If $a_k$ is a sequence that converges to $1/2$, prove that $b_k = 1/(1-a_k)$ is Cauchy

Question

The question asks to prove directly from the definition of a Cauchy sequence that $b_k$ is Cauchy, but I am hopelessly confused, these are evidently series approaching infinity

Answer 1

This may seem as cheating. But: $f(x)=1/(1-x)$ is continuous everywhere except on $x=1$. Therefore since $a_k$ converges to $1/2$, $$\lim_{k\rightarrow \infty}b_k=\lim_{k\rightarrow\infty}\frac{1}{1-a_k}=\frac{1}{1-\lim_{k\rightarrow\infty}a_k}=\frac{1}{1-1/2}=2.$$ The claim $b_k$ is Cauchy trivially follows from the fact that $b_k$ converges.

Yet, I'll call this as a rigorous proof since you can prove the continuity easily.

Answer 2

Hint: To prove directly that $(b_k)$ is Cauchy, compute first $$b_k-b_\ell=\frac1{1-a_k}-\frac 1{1-a_\ell}=\frac{a_k-a_\ell} {(1-a_k)(1-a_\ell)}$$ and note that, since $(a_k)$ converges to $\dfrac12$, if $k,\ell$ are large enough, we have, say $$1-a_k,\enspace1-a_\ell>\frac14.$$ Can you take it from there?

Answer 3

Hint:

Since $a_n\rightarrow\frac12$, there is $N$ such that $|a_n-1|>\frac{1}{3}$ for all $n\geq N. (details left to you)

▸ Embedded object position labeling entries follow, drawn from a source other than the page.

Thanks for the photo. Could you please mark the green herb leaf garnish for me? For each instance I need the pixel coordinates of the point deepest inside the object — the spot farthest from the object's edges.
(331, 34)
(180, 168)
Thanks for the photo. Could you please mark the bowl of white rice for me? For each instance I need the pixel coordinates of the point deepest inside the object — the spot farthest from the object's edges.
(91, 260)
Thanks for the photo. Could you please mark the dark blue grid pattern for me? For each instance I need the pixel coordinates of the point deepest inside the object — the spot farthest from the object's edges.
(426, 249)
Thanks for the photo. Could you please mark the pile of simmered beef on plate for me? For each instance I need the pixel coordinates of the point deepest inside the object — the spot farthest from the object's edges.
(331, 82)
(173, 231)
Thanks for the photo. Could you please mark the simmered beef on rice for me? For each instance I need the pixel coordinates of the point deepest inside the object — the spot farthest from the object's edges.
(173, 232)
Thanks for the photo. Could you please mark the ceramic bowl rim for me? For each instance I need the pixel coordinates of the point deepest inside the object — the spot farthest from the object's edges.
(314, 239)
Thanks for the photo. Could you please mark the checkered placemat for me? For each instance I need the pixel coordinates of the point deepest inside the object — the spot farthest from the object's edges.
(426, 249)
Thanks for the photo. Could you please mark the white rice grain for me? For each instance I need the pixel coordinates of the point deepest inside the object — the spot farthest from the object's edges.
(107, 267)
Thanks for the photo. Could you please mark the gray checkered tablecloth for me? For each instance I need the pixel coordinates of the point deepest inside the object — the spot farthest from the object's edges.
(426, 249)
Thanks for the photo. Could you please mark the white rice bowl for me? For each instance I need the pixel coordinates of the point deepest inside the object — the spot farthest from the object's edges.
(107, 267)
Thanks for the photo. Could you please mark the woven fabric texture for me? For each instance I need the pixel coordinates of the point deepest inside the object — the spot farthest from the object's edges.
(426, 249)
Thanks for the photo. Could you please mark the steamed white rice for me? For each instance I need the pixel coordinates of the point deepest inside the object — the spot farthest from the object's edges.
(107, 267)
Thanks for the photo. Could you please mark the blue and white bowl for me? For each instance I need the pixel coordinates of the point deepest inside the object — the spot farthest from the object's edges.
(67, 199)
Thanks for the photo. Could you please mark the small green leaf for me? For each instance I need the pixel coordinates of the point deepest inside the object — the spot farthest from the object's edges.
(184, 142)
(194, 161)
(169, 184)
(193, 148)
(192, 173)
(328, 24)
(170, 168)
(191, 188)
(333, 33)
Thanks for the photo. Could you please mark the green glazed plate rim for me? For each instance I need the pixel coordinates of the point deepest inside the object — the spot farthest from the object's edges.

$\Big|\frac{1}{1-a_n}-\frac{1}{1-a_m}\Big|=\frac{|a_n-a_m|}{|1-a_n|\,|1-a_m|}\leq 9|a_n-b_m|$

As $a_n$ converges, $\{a_n\}$ is Cauchy and so, given $\varepsilon>0$, there is $N_2\geq N$ such that $|a_n-a_m|<\varepsilon/9$ for all $n,m\geq N$.